"You know—here's how I can break away from Jim. When he reaches out—reaches out for me, I can just cut off his hand."

Mrs. Lennon stood motionless, startled by the unexpected words. She had thought Martha's mind free of all fears of Jim. She was brought up sharply by this sudden speech and gesture. "Deems," she called, "Deems, come here."

Deems had taken the cleaver hastily from Martha's hands, and that night told his wife that Martha would have to be watched closely. He feared that Martha was becoming deranged.

Martha had discovered that she was watched when one night she left her room. She heard the door open and instantly she felt the hands of Mrs. Lennon on her arm and heard a gentle, persuasive voice asking her to return to bed.

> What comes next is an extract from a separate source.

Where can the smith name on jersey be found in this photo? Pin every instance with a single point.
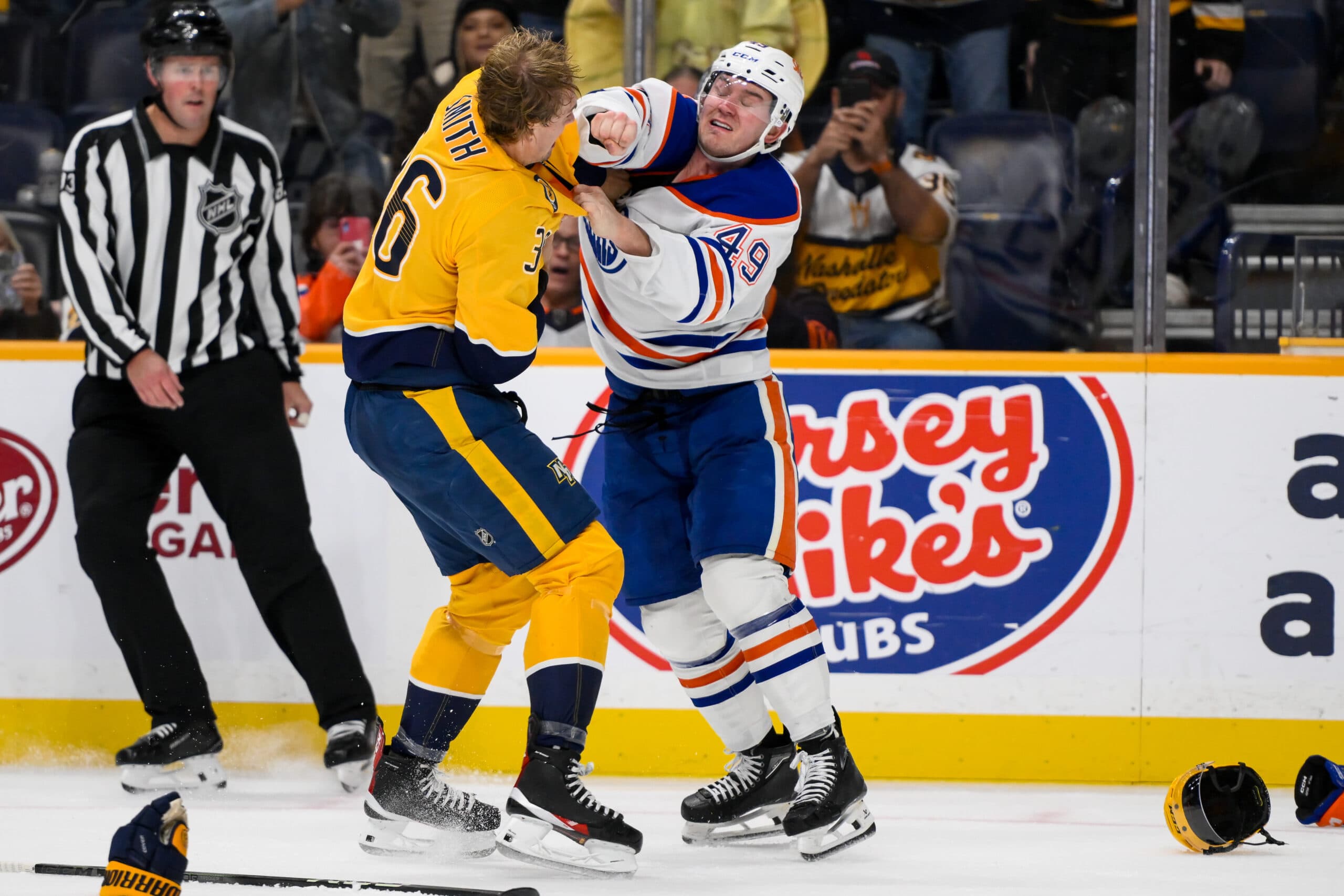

It was the next day, in the dusk of a turn in the hallway, that Martha once more felt the presence of Jim. If her life in the peaceful household of her friends had brought an outward calm, a mantle of repose and quiet, this was instantly torn up by the vision that formed before her eyes in the half dim hallway. Instantly she was the old Martha, held in the grasp of terror. Her face was drawn in tense, white lines, her lips were deformed, and with trembling gaunt hands she thrust back the apparition. Her screams, "Jim, let me be, let me be," brought Mrs. Lennon running and called Deems from his work in the wood-shed.

They found her in a faint on the floor. They carried her to her room and put her to bed, Mrs. Lennon speaking to her, soothing and trying to bring her back to her former calm.

There followed a few days of rain which seemed in some way to make Martha less uneasy and restless. Deems and his wife, seeing her silent and apparently resting, felt that slowly the terror she had been suffering was being washed out. Martha's attitude encouraged this feeling. She rested in silence, attentive to the dropping of the rain and learning once more to wear her old-time composure.

When Deems returned toward nightfall one day, it was with the news that the incessant rains had done serious damage in the cemetery. Dripping from the drenching he had received in his tour of inspection, his boots muddy, and his hands dirty from holding to the precarious bushes, he shook with cold as he reported on what he had found. In his narrative he had quite forgotten the presence of Martha who sat by, silent and waxen-faced.

"And you ought to see," he said, turning to his wife, "how the rain has run down those graves. You know, it's loosened Jim Sloan's stone so, I'm afraid it'll fall against the first heavy blow."

Martha's exclamation "Oh!" recalled to him her presence. He stopped talking for a while, then hoping to blot out the effects of his statement he began a lively story of the number of trees that had fallen across the road, and how he had been told that over at Rampaco the post-office had been struck by lightning.